Chubb argued that Dunn and Beatty provided no extrinsic evidence that the parties intended any provision of the 2001 policy, including Endorsement 3, to extend coverage for claims based on the 2003 Misconduct that occurred after the expiration of the policy. However, the court also noted that there was no evidence that the parties did not intend that coverage be so extended. Therefore, the language of the policy had to be considered closely. Endorsement 3 was intended to apply only "if Loss covered by this coverage section and loss not covered by the coverage section are incurred". Chubb's position was that "Loss" is defined to mean those amounts that the insured becomes legally obligated to pay "on account of each Claim and for all Claims in each Policy Period…". The court noted that the proceedings at issue did contain some allegations regarding the 2001 Misconduct which were interrelated to the allegations made in certain lawsuits brought while the Policy was in effect. However, the within proceedings were not themselves Claims made in the Policy Period because the proceedings were brought after the Policy Period. Accordingly, the within proceedings did not appear to involve both "Loss covered by this coverage section and loss not covered by this coverage section".
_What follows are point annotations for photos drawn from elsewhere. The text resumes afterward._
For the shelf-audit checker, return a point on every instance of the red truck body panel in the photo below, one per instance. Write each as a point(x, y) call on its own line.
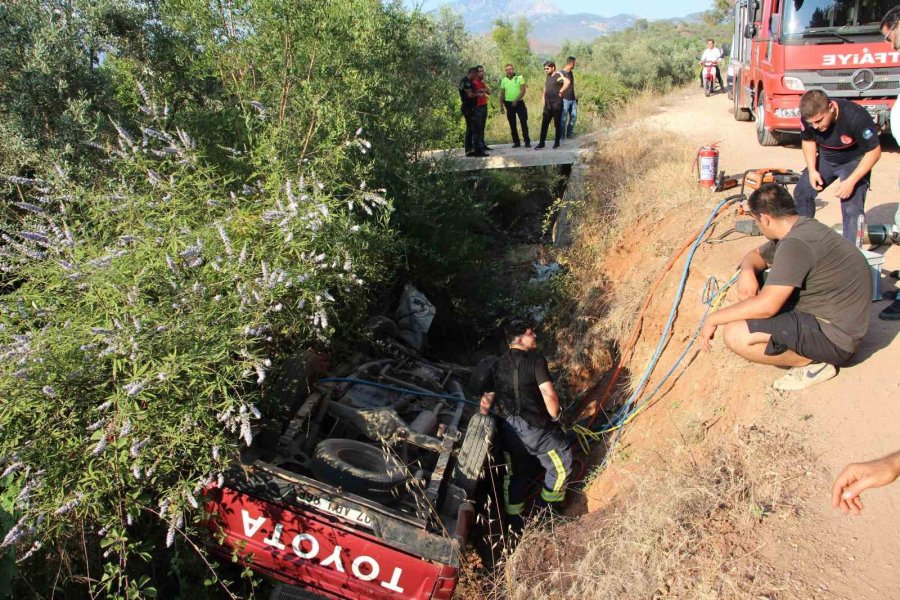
point(314, 550)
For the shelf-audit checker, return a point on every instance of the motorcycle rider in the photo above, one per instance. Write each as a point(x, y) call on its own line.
point(711, 54)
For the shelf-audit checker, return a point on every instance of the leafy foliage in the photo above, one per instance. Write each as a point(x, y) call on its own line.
point(193, 190)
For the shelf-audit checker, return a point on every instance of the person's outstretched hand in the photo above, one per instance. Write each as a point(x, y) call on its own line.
point(858, 477)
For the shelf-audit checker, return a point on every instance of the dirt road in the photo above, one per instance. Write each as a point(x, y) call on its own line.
point(853, 417)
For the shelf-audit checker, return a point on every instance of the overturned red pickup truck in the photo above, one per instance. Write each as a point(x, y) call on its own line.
point(366, 487)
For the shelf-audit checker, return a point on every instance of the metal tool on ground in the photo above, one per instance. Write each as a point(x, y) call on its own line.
point(707, 163)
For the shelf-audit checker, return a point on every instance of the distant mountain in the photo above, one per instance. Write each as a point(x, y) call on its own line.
point(549, 25)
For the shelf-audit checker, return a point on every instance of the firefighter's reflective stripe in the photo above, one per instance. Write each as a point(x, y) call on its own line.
point(556, 493)
point(510, 508)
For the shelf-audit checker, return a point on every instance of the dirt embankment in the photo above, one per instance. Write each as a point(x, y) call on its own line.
point(774, 535)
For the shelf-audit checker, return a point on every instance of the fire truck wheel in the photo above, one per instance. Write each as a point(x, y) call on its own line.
point(740, 113)
point(381, 327)
point(479, 375)
point(474, 450)
point(359, 468)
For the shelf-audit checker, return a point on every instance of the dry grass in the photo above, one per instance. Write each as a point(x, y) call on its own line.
point(685, 531)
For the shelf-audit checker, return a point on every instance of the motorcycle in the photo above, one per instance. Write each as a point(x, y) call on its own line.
point(709, 76)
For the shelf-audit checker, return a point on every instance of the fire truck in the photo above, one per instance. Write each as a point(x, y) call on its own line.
point(365, 485)
point(783, 48)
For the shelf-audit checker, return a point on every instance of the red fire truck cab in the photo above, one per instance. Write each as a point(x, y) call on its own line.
point(783, 48)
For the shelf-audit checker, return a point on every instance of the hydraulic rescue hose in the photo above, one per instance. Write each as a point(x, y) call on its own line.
point(392, 388)
point(712, 297)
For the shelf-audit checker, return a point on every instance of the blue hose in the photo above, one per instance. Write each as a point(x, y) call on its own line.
point(398, 389)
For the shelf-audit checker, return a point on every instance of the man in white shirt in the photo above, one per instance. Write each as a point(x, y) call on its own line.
point(711, 54)
point(890, 27)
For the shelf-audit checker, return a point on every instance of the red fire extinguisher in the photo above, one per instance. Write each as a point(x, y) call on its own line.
point(708, 165)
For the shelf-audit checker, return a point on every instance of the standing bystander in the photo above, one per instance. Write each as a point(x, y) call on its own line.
point(711, 54)
point(813, 311)
point(570, 102)
point(555, 88)
point(468, 100)
point(512, 101)
point(840, 142)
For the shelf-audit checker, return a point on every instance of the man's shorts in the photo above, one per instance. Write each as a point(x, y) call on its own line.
point(800, 332)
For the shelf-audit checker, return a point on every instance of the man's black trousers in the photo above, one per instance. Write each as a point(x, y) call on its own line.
point(480, 116)
point(718, 76)
point(552, 112)
point(522, 112)
point(851, 208)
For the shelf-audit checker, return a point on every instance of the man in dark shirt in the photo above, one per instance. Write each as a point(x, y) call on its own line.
point(555, 88)
point(521, 387)
point(813, 310)
point(469, 99)
point(482, 91)
point(570, 103)
point(840, 142)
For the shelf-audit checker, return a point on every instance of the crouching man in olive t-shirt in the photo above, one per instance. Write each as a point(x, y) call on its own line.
point(813, 310)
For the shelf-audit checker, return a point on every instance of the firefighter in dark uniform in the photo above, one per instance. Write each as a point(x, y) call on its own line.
point(528, 407)
point(840, 142)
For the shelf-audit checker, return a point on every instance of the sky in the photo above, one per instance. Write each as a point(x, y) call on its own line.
point(649, 9)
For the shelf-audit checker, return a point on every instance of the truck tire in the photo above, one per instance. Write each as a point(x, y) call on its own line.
point(740, 113)
point(479, 376)
point(473, 453)
point(763, 135)
point(359, 468)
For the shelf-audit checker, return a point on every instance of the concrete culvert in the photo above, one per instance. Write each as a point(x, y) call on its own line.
point(359, 468)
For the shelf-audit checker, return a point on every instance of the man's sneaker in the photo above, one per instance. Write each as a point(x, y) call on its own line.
point(800, 378)
point(891, 313)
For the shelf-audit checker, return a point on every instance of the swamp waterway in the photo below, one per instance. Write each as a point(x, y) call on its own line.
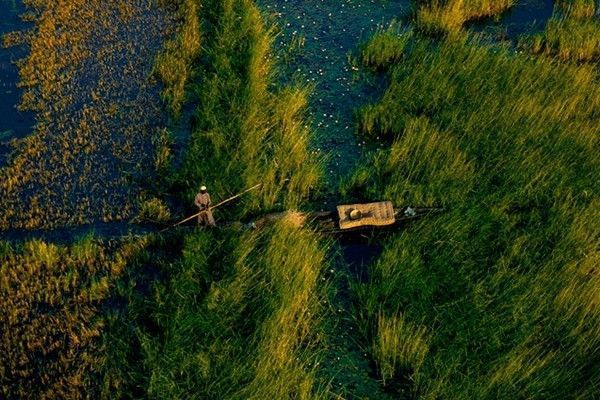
point(316, 40)
point(13, 123)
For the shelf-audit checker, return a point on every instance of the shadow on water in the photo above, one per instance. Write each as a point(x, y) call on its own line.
point(13, 123)
point(315, 42)
point(525, 17)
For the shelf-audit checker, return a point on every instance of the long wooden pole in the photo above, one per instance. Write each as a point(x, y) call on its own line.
point(213, 207)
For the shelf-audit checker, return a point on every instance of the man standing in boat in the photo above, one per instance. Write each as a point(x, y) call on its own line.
point(203, 202)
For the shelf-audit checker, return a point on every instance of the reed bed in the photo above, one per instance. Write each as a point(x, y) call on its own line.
point(226, 313)
point(174, 66)
point(233, 316)
point(573, 33)
point(447, 17)
point(494, 298)
point(52, 316)
point(247, 130)
point(86, 77)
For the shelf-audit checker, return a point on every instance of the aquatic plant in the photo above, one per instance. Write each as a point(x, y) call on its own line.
point(501, 282)
point(573, 33)
point(446, 17)
point(52, 318)
point(174, 66)
point(246, 131)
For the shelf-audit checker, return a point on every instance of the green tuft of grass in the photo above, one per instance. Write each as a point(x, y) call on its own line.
point(573, 33)
point(247, 131)
point(502, 280)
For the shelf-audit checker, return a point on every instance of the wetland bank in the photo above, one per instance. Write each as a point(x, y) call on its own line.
point(495, 298)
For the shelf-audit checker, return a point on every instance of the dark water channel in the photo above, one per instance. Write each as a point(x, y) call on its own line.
point(316, 39)
point(13, 123)
point(525, 17)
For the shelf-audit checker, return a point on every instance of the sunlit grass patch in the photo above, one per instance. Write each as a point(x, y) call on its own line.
point(573, 33)
point(446, 17)
point(52, 318)
point(384, 47)
point(86, 77)
point(398, 346)
point(235, 316)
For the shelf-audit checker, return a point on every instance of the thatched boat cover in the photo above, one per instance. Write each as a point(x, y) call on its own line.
point(373, 214)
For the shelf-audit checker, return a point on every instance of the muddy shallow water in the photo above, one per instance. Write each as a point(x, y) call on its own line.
point(329, 32)
point(13, 123)
point(525, 17)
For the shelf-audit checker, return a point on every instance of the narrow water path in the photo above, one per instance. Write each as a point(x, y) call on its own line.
point(13, 123)
point(315, 42)
point(525, 17)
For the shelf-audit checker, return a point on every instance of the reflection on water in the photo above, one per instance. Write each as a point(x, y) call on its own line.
point(526, 16)
point(12, 122)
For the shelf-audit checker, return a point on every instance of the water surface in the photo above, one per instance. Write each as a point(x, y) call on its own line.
point(13, 123)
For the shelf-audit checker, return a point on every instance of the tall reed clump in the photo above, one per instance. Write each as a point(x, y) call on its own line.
point(247, 131)
point(51, 316)
point(573, 33)
point(174, 66)
point(234, 317)
point(496, 294)
point(86, 77)
point(446, 17)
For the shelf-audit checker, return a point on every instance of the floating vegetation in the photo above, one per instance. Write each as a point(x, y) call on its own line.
point(573, 34)
point(496, 295)
point(86, 77)
point(447, 17)
point(174, 65)
point(52, 316)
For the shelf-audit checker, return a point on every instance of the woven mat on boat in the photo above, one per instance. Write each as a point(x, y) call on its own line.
point(373, 214)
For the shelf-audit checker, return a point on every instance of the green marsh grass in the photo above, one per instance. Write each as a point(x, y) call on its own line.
point(52, 315)
point(504, 282)
point(236, 316)
point(247, 130)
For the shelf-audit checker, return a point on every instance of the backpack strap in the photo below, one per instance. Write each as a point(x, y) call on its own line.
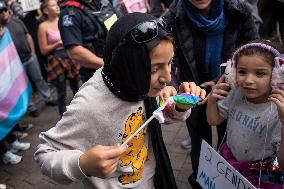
point(73, 4)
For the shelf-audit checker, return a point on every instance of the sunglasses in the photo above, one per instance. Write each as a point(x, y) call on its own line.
point(3, 10)
point(147, 31)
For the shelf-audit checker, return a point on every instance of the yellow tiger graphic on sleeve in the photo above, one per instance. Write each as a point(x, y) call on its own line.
point(136, 153)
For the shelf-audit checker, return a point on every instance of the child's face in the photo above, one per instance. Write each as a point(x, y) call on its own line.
point(161, 59)
point(253, 77)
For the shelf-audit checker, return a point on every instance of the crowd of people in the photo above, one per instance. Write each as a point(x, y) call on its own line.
point(125, 61)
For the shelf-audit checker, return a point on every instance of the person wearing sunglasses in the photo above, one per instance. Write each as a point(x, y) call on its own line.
point(111, 106)
point(206, 32)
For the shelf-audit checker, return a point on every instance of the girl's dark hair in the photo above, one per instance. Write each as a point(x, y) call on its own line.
point(264, 53)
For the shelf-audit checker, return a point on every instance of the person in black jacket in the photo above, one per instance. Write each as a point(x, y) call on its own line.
point(206, 33)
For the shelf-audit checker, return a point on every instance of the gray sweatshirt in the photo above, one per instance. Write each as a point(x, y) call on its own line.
point(97, 117)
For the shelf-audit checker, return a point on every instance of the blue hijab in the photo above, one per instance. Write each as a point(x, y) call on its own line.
point(213, 27)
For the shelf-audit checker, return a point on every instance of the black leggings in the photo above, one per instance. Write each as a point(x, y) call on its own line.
point(10, 138)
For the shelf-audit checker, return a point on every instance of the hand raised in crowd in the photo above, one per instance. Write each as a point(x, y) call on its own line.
point(277, 96)
point(219, 91)
point(101, 161)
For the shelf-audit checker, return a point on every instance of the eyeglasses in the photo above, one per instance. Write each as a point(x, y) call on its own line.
point(148, 30)
point(3, 10)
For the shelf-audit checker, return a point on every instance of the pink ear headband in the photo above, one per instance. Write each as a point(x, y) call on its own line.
point(277, 80)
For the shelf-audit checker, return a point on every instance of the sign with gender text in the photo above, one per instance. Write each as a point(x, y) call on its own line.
point(29, 5)
point(214, 172)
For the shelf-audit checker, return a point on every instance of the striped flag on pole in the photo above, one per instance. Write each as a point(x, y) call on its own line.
point(15, 89)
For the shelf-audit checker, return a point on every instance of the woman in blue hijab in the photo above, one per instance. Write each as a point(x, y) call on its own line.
point(206, 33)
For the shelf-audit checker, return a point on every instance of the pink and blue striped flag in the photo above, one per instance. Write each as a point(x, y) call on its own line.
point(15, 89)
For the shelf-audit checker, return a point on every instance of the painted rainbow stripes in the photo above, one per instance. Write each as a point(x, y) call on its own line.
point(15, 90)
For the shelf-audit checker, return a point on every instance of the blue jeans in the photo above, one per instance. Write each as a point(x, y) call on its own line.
point(60, 84)
point(33, 71)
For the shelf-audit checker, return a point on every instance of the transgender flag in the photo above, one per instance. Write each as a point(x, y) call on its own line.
point(15, 90)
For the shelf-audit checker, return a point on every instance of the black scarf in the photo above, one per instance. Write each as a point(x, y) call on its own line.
point(127, 74)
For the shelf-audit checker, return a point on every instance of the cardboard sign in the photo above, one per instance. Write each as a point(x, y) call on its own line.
point(214, 172)
point(110, 21)
point(29, 5)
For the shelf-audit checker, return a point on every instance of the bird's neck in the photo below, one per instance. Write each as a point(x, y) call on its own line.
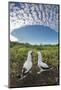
point(29, 58)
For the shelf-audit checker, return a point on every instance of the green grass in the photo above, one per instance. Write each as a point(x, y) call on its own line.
point(18, 55)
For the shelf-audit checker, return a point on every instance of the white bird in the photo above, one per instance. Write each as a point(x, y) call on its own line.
point(42, 66)
point(27, 65)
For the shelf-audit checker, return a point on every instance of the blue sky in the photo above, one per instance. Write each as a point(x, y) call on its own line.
point(43, 19)
point(36, 34)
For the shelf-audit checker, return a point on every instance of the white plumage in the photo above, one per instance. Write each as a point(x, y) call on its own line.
point(42, 66)
point(27, 65)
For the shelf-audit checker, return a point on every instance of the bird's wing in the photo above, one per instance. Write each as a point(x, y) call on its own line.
point(44, 66)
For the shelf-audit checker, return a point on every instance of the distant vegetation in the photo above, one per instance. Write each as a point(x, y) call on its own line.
point(18, 55)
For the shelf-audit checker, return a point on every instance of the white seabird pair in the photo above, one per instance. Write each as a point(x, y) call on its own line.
point(28, 64)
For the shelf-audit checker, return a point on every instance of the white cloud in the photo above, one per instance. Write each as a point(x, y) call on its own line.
point(36, 14)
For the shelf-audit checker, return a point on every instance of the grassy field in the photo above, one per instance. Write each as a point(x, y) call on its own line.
point(18, 55)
Dunn and Beatty were successful in their argument that the definition of Loss had to be considered in the context of the overall policy and the expansion of coverage caused by section 8 of the Policy which provided:
For the purposes of this coverage section, all Loss arising out of the same Wrongful Act and all Interrelated Wrongful Acts…shall be deemed one Loss, and such Loss shall be deemed to have originated in the earliest Policy Period in which a Claim is first made against any Insured Person alleging any such Wrongful Act or Interrelated Wrongful Acts.
Dunn and Beatty submitted that if you incorporated the narrow definition of Loss into the terms of the Policy and ignored the effect of section 8, there could never be coverage for Claims outside the Policy Period. However, Chubb had previously acknowledged that section 8 did apply and did trigger some coverage for the within proceedings. In doing so, the court held that Chubb acknowledged that the definition of Loss was modified by section 8 of the policy. Given Chubb's admission pursuant to which it has been making payments on account of Loss, the court held that there was Loss in the within proceedings thereby triggering the allocation set out in Endorsement 3 (as there was also uncovered loss in the proceedings). Endorsement 3 provided for 90% coverage of Defence Costs.
In the result, the court ordered that Chubb pay 90% of the defence costs of Dunn and Beatty to the policy limits.
This case was digested by Jonathan D. Meadows and edited by David W. Pilley of Harper Grey LLP.